Path: utzoo!attcan!uunet!wuarchive!mailrus!iuvax!rutgers!gatech!hubcap!billwolf%hazel.cs.clemson.edu
From: billwolf%hazel.cs.clemson.edu@hubcap.clemson.edu (William Thomas Wolfe, 2847 )
Newsgroups: comp.sw.components
Subject: Re: GC & exception handling
Message-ID: <6608@hubcap.clemson.edu>
Date: 27 Sep 89 17:52:58 GMT
References: <606@hsi86.hsi.UUCP>
Reply-To: billwolf%hazel.cs.clemson.edu@hubcap.clemson.edu
Lines: 39

From wright@hsi.UUCP (Gary Wright):
> Another area that concerns me that hasn't been discussed is the interaction
> between exceptions and memory management.  My understanding is that
> when an exception is raised, execution may resume after any number of
> "scopes" have been exited.  Will the objects in those scopes be
> guaranteed to be destroyed?  

   This is the only reasonable way to handle the situation.  Destruction
   would occur as part of the scope exit, and in fact this is exactly
   what happens now in Ada 83 (sort of -- the objects are no longer
   accessible, and may as well be dead; if there is a GC system running,
   it's perfectly free to take over at this point).  

   An interesting question is, "What happens if the destruction process
   raises another exception?"; in this case, the most likely answer is
   that the two exceptions should be treated as if they arose concurrently;
   incidentally, an extremely interesting article on that topic appears in 
   the current issue of ACM SIGADA Ada Letters ("Programming Atomic Actions 
   in Ada", page 67).  This is one place where the Ada 9X effort is really
   pushing forward the state of the art as far as programming languages are
   concerned. 
     
> The point is that there *are* tradeoffs.  Not using GC "might introduce"
> reuse problems also.  What is the cost associated with "avoiding" GC?

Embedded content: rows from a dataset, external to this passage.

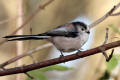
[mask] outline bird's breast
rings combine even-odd
[[[52,43],[56,46],[56,48],[63,52],[78,50],[85,42],[86,40],[81,37],[54,37],[52,39]]]

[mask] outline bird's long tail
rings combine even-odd
[[[38,35],[12,35],[12,36],[5,36],[3,38],[7,38],[8,41],[16,41],[16,40],[40,40],[40,39],[48,39],[50,36],[46,36],[44,34]]]

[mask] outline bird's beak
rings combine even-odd
[[[90,34],[90,31],[89,31],[89,30],[86,30],[85,32],[88,33],[88,34]]]

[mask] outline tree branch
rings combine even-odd
[[[119,47],[119,46],[120,46],[120,40],[112,42],[112,43],[108,43],[105,45],[101,45],[96,48],[84,51],[84,52],[77,52],[76,54],[54,58],[54,59],[50,59],[50,60],[46,60],[43,62],[22,66],[22,67],[15,67],[15,68],[10,68],[10,69],[0,70],[0,76],[18,74],[18,73],[26,73],[31,70],[35,70],[35,69],[55,65],[58,63],[63,63],[63,62],[75,60],[78,58],[83,58],[86,56],[94,55],[94,54],[101,52],[101,50],[99,49],[100,47],[102,47],[104,50],[108,50],[108,49]]]

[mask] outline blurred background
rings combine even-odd
[[[50,0],[0,0],[0,37],[14,32],[38,9],[39,6],[44,5],[48,1]],[[49,5],[46,5],[45,8],[41,8],[39,13],[35,14],[35,17],[16,34],[39,34],[71,21],[83,21],[89,25],[102,17],[118,2],[120,1],[54,0]],[[119,40],[120,34],[115,32],[115,30],[120,30],[120,16],[109,17],[95,28],[91,29],[89,40],[83,46],[83,50],[103,44],[106,27],[110,29],[108,42]],[[38,40],[3,43],[4,39],[2,38],[0,38],[0,41],[0,63],[48,43],[47,41]],[[111,50],[107,51],[108,54],[110,54],[110,52]],[[115,49],[115,55],[109,63],[106,63],[102,54],[96,54],[62,63],[58,66],[50,67],[47,70],[40,70],[39,77],[41,79],[37,80],[120,80],[119,52],[120,48],[118,47]],[[75,52],[64,53],[64,55],[73,53]],[[59,57],[59,55],[60,52],[56,50],[54,46],[49,46],[35,52],[33,54],[33,59],[40,62]],[[23,66],[31,63],[33,63],[32,58],[27,56],[6,66],[6,68]],[[33,73],[31,72],[31,75]],[[17,74],[0,77],[0,80],[26,80],[26,77],[25,74]],[[29,79],[27,78],[27,80]]]

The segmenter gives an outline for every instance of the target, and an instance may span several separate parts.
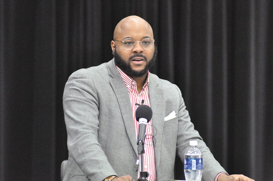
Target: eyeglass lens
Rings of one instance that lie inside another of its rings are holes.
[[[123,41],[123,46],[127,50],[132,50],[136,45],[136,41],[131,38],[126,38]],[[140,45],[144,50],[149,50],[153,47],[153,41],[151,38],[143,39],[140,42]]]

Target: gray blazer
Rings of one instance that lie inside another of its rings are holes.
[[[225,171],[194,129],[180,90],[150,75],[157,180],[173,179],[176,153],[183,160],[190,140],[198,140],[203,153],[202,179],[213,180]],[[101,181],[111,175],[133,176],[137,155],[133,118],[128,91],[113,59],[73,73],[66,84],[63,103],[69,151],[63,180]],[[174,110],[177,116],[164,121]]]

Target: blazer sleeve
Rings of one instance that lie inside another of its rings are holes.
[[[116,175],[98,138],[98,99],[89,71],[79,70],[69,77],[63,97],[69,155],[92,180]]]
[[[184,154],[189,148],[190,140],[197,140],[198,147],[203,155],[203,172],[202,180],[213,180],[214,177],[221,172],[226,172],[214,158],[198,132],[194,129],[190,121],[188,111],[186,109],[184,100],[180,90],[176,86],[179,93],[180,103],[178,113],[178,133],[177,152],[184,163]]]

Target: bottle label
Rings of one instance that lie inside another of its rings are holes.
[[[201,170],[203,169],[203,159],[186,158],[184,160],[185,170]]]

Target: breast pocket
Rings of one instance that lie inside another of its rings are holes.
[[[175,125],[177,125],[178,123],[178,119],[177,117],[173,118],[172,119],[164,121],[164,129],[167,127]]]

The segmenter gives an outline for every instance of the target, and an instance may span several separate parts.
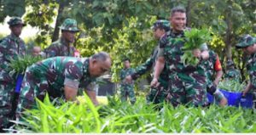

   Could you please elaborate on how a self-managing component could 
   possibly cause reuse problems?   

   As far as other costs go, the copying burden comes for free because
   we need to assure update-independent semantics anyway.  The real cost
   is simply the space which might be taken up by the destruct code, and
   here we have a time-space tradeoff.  Either we store the destruct code
   and get faster space management, or we forget about destruct code and
   live with slower allocation service.  

   Perhaps this really indicates that both ideas are necessary.